Note, however, that some of the second group can often be deduced once some of the first group are found, but all of the second cannot generally be completed until all of the first are done. Conversely, a DiffKey that begins "112..." means that there is only one empty location in the given puzzle that can be filled in deductively by this algorithm, and once that single filled in location is deduced, one more empty location can be figured out and filled in, but then two additional moves can be determined using both of those filled in locations, etc.
Moves within a step are deduced by the software using one of two methods. The first method works by eliminating all of the other locations within a group for a particular value, i.e., " The only spot left for a 5 in row N is ..." This method is always tried first for a step and if there are 1 to 8 possible moves using this method, the corresponding digit between 1 to 8 is added to the DiffKey; if there are nine or more moves, a 9 is added to the key for the step.
The second method is only used when no deductions are possible using the first method. This method deduces the value for a location by checking if all other possible values for the location already exist in one or more of the other groups (such as a row or column) that include the location, i.e., " 5 must be place at (X, Y) because it is the only value left that is not in the 1st column, 6th row, or ..." The letter A is added to the DiffKey if there is only one move of this type possible at that step. B is used if there are two possible moves of this type, and so on, with D representing 4 or more possible moves.
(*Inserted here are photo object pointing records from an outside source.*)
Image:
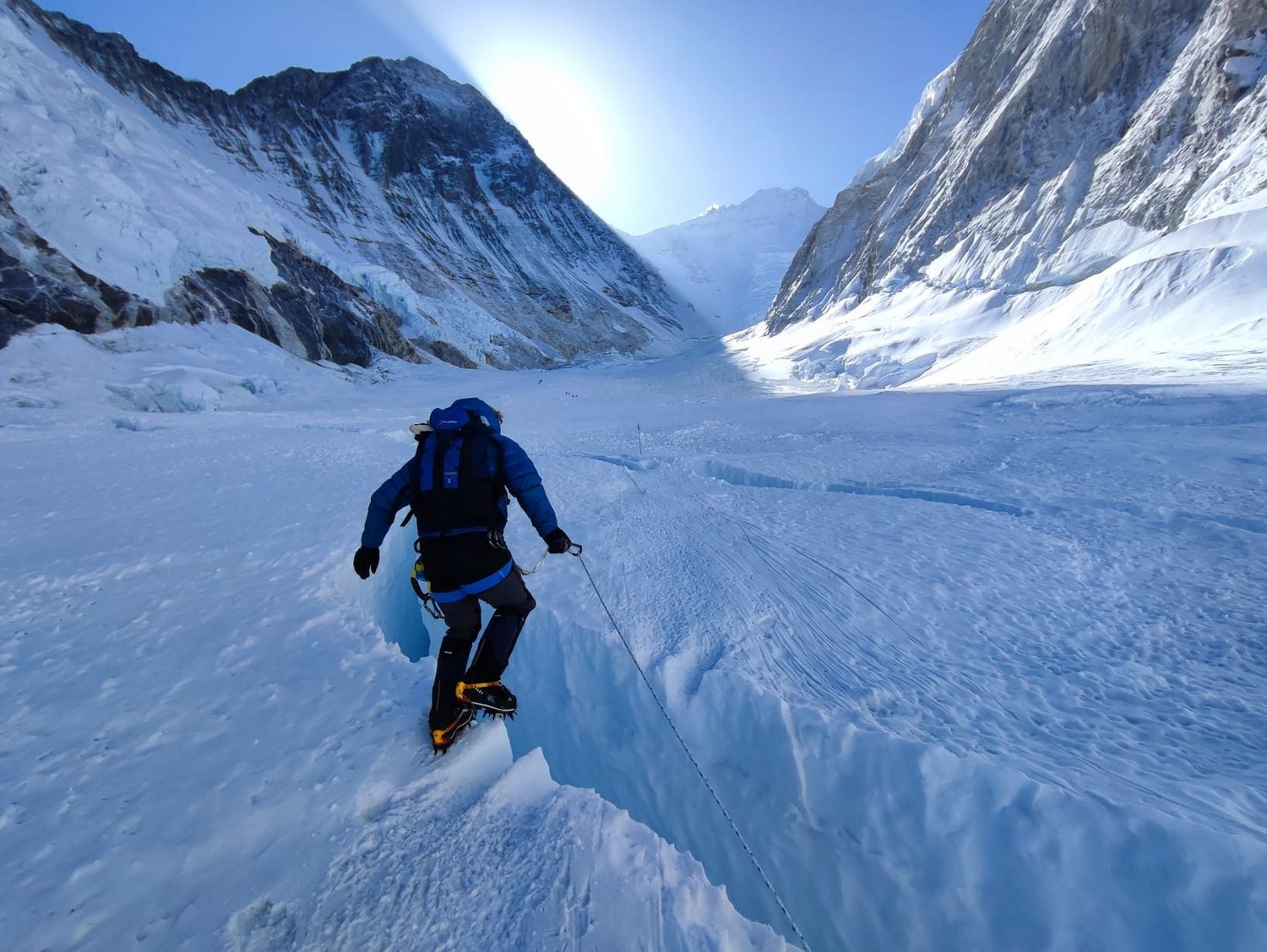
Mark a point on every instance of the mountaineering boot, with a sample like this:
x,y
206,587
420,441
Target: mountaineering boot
x,y
443,738
489,696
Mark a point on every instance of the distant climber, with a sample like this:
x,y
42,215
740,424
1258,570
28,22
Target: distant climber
x,y
456,490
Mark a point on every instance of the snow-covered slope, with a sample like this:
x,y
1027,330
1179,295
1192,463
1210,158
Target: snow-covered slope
x,y
1081,194
971,671
729,261
384,208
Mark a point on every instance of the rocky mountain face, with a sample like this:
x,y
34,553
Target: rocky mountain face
x,y
384,208
1082,155
729,261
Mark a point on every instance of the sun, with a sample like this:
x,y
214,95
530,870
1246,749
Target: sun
x,y
557,114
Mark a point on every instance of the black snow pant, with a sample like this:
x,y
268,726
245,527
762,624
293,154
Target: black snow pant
x,y
511,602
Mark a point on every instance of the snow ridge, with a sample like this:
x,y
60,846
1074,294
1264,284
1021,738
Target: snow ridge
x,y
729,261
387,179
1077,195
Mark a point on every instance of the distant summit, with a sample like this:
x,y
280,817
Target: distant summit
x,y
1081,194
729,260
380,209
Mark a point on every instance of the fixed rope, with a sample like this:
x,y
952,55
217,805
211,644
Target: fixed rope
x,y
694,764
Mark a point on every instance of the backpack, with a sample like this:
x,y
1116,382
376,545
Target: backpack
x,y
456,482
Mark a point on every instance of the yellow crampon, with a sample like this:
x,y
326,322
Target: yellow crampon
x,y
463,686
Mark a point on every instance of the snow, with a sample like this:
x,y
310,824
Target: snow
x,y
729,261
121,193
1180,307
972,670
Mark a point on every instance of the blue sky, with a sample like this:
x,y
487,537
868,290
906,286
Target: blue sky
x,y
650,111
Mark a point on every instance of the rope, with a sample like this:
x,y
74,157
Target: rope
x,y
536,568
696,764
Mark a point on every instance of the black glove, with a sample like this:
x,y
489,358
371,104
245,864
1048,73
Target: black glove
x,y
365,562
557,541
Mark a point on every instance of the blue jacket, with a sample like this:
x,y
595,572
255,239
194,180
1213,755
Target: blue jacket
x,y
514,471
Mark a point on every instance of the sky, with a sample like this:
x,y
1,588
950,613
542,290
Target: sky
x,y
651,112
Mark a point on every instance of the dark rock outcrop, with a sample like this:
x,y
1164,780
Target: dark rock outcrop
x,y
400,171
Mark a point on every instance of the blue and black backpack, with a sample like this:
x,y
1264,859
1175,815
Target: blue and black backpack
x,y
456,482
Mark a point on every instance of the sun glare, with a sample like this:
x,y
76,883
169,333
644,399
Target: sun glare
x,y
557,116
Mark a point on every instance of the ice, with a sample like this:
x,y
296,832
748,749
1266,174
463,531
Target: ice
x,y
968,670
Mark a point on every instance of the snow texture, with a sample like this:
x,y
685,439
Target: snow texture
x,y
388,177
975,670
1079,195
729,261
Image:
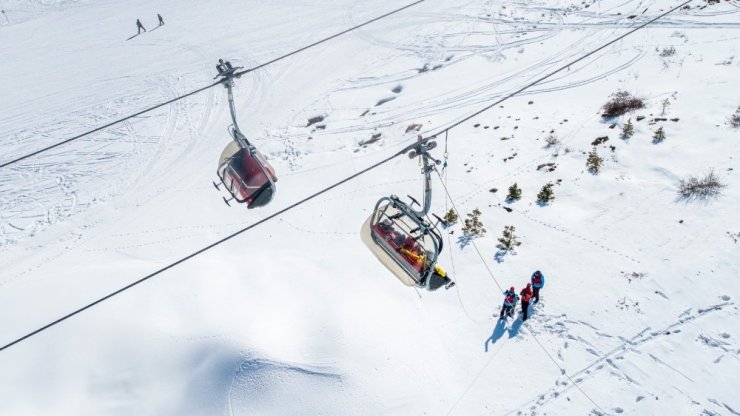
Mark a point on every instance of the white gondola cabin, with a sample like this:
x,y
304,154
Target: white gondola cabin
x,y
403,240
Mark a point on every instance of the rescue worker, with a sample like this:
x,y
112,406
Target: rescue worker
x,y
526,295
414,258
510,300
538,282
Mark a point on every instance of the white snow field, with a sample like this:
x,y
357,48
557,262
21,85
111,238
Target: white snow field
x,y
296,316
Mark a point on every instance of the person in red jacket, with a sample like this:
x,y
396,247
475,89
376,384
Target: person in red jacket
x,y
526,295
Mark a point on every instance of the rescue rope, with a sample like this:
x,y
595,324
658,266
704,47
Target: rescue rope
x,y
472,241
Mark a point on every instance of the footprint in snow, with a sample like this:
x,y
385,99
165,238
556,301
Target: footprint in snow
x,y
384,100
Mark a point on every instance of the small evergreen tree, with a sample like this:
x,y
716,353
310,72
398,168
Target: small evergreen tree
x,y
593,162
473,227
508,241
546,195
659,135
450,217
515,193
628,129
735,119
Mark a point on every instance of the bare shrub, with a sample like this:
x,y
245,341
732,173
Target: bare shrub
x,y
593,162
667,52
700,188
551,141
621,102
658,135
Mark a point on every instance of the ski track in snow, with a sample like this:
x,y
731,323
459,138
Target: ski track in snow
x,y
67,182
605,360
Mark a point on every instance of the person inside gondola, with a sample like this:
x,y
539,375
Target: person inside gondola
x,y
439,277
414,258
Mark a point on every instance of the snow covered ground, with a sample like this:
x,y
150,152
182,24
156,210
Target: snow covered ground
x,y
296,316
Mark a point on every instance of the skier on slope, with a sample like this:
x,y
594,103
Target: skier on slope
x,y
510,300
538,282
526,294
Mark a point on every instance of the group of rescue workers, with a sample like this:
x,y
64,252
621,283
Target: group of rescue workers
x,y
531,291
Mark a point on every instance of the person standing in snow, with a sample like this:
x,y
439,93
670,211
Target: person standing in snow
x,y
510,300
538,282
526,295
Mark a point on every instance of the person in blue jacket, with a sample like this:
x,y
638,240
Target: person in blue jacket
x,y
538,282
510,301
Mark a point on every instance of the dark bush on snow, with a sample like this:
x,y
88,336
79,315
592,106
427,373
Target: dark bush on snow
x,y
700,188
621,102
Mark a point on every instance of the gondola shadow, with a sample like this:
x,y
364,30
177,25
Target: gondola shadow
x,y
498,332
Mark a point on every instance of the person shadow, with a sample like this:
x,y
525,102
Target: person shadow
x,y
515,326
500,329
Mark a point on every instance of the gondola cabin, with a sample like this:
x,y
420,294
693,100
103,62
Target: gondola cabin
x,y
247,176
404,243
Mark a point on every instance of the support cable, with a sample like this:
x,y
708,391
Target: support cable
x,y
388,159
490,273
289,54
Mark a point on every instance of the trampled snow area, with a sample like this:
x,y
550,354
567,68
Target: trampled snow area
x,y
296,316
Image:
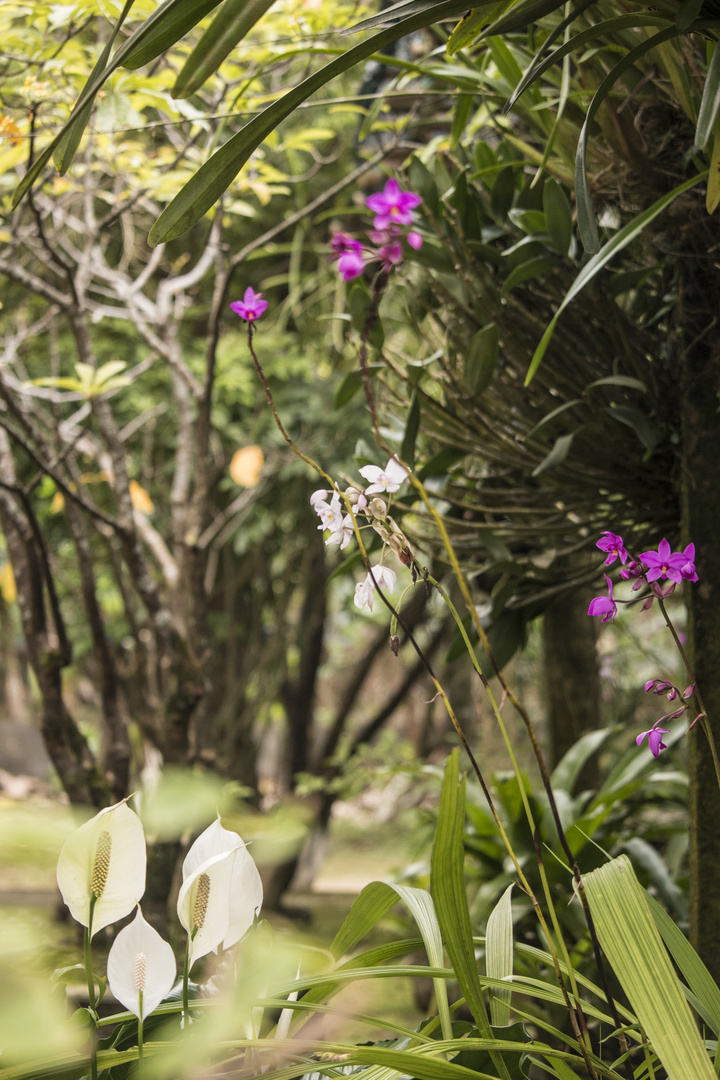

A quick glance at a DiffKey gives a lot of information about the solution. Puzzles are simpler to solve when there are fewer steps ( i.e., the DiffKey is shorter). Puzzles are also simpler to solve when there are more moves within each step. For example, a DiffKey that begins "999975" indicates that there are many moves available in each of the first four steps before moves become more restricted in the subsequent two steps. The simplest puzzles have short DiffKey values of all 9s. The most difficult puzzles have long strings of low value digits, from 1 to 3 or so, that indicate deductive bottlenecks. Moves that use deductive method 1, and are represented with digits in the DiffKey, are typically easier for most people to find than deductive moves found using method 2, which are represented using the letters A-D.
There exist many other possible deductive methods to solve Sudoku-like Group Puzzles beyond the two used to construct DiffKeys. Indeed, the only method that is guaranteed to eventually solve all possible puzzles that can be solved ( i.e., they have a single unique solution), is the non-deterministic guess-and-check method with backtracking. Puzzles without deterministic deductive solutions, however, are typically much harder to solve (at least for humans) and can take much more time (for computers and humans alike) because each guess requires backtracking to the point of the guess if a logical inconsistency is ever encountered after the guess. An asterisk, "*" is added to the DiffKey if neither of the deterministic methods yields a solution and a guess is required to solve the puzzle. The DiffKey algorithm currently rates the puzzle as having no solution DiffKey if a solution cannot be found that requires only a single guess. For this reason, a DiffKey will not contain more than one asterisk. The DiffKey puzzle rating system may be extended in the future to include specific types of non-deterministic steps, as well as other types of deductive deterministic reasoning steps, by defining additional character codes for DiffKey strings which indicate that these types of steps are required at that particular point in the solution.